Nothing like ending your rivals’ title hopes.

NCAA Football: Texas Christian at Baylor Ray Carlin-USA TODAY Sports

TCU has had a rough season, starting No. 13 in the preseason AP Poll and coming into Saturday’s game at No. 17 Baylor with a 4-4 record.

The Horned Frogs are feeling just fine right now, though, walking away with a 62-22 W and giving the Bears their second loss.

The Frogs looked like the better team for the whole afternoon, taking a 17-7 lead early in the second quarter and never looking back, except to stick their tongues out and wiggle their fingers in front of their noses. They didn’t do that, but could’ve.

TCU won by completely dominating on the ground. Kyle Hicks’ 192 yards and five touchdowns led a 431-yard rushing outburst, and QB Kenny Hill pitched a turnover-free 244 yards. Baylor’s offense produced all of 3 yards per rush, with a long of 14.

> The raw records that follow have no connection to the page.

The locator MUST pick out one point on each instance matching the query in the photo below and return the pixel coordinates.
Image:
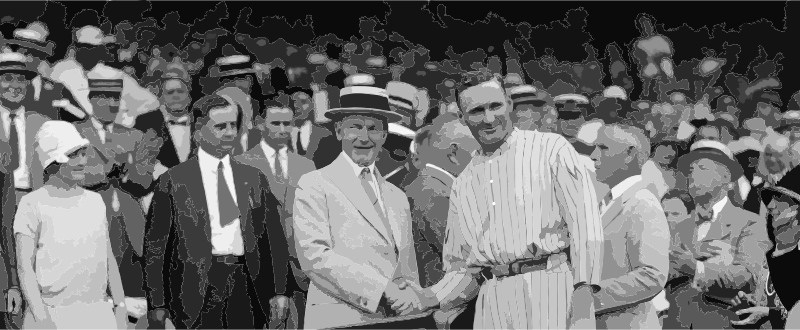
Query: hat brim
(232, 73)
(717, 156)
(338, 113)
(29, 45)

The Big 12’s poor performance in non-conference play and lack of a 13th game for its conference champion mean there’s no way a two-loss Big 12 team is getting in this year, and certainly not one that just lost by 40 points.

West Virginia, you’re the Big 12’s last hope. That’s amazing.

TCU-Baylor has been a long-simmering rivalry that’s exploded over the last few years. From last year:

No [officials] want to call it a rivalry. Never mind that it meets every requirement.

Proximity. A mere 90-mile stretch of Interstate 35 separates the campuses.

History. Baylor's 61-58 comeback thriller over the Frogs in brand new McLane Stadium last October defines the spread offense era. That afternoon, which upended the plot of the entire season, gave the Bears a 52-51-7 lead in a rivalry dating back to 1899, when both private Christian schools were neighbors in Waco.

Stakes. In 2014, these teams combined to go 15-1 in the Big 12 and 10-0 vs. the states of Texas and Oklahoma, moving national attention away from traditional rivalries like the Sooners vs. Longhorns. Both then spent the offseason claiming Big 12 championships, with no "co-." Entering 2015, the two rank in the AP Poll's top four and split every first-place vote in the Big 12 media poll.

And most importantly, vitriol.


Saturday, some Baylor fans sported black shirts in support of “Coach Art Briles,” the head coach who was fired amidst a university-wide sexual assault scandal. (Other Baylor fans objected, and most Bears in the stands were wearing yellow or green.)

A new Wall Street Journal report, based on interviews with Baylor regents, finds that 17 women reported domestic violence or sexual assault incidents involving 19 football players since 2011, Briles’ fourth year at BU.

According to the report, regents said “Mr. Briles knew about an alleged incident and didn’t alert police, the school’s judicial-affairs staff or the Title IX office in charge of coordinating the school’s response to sexual violence.”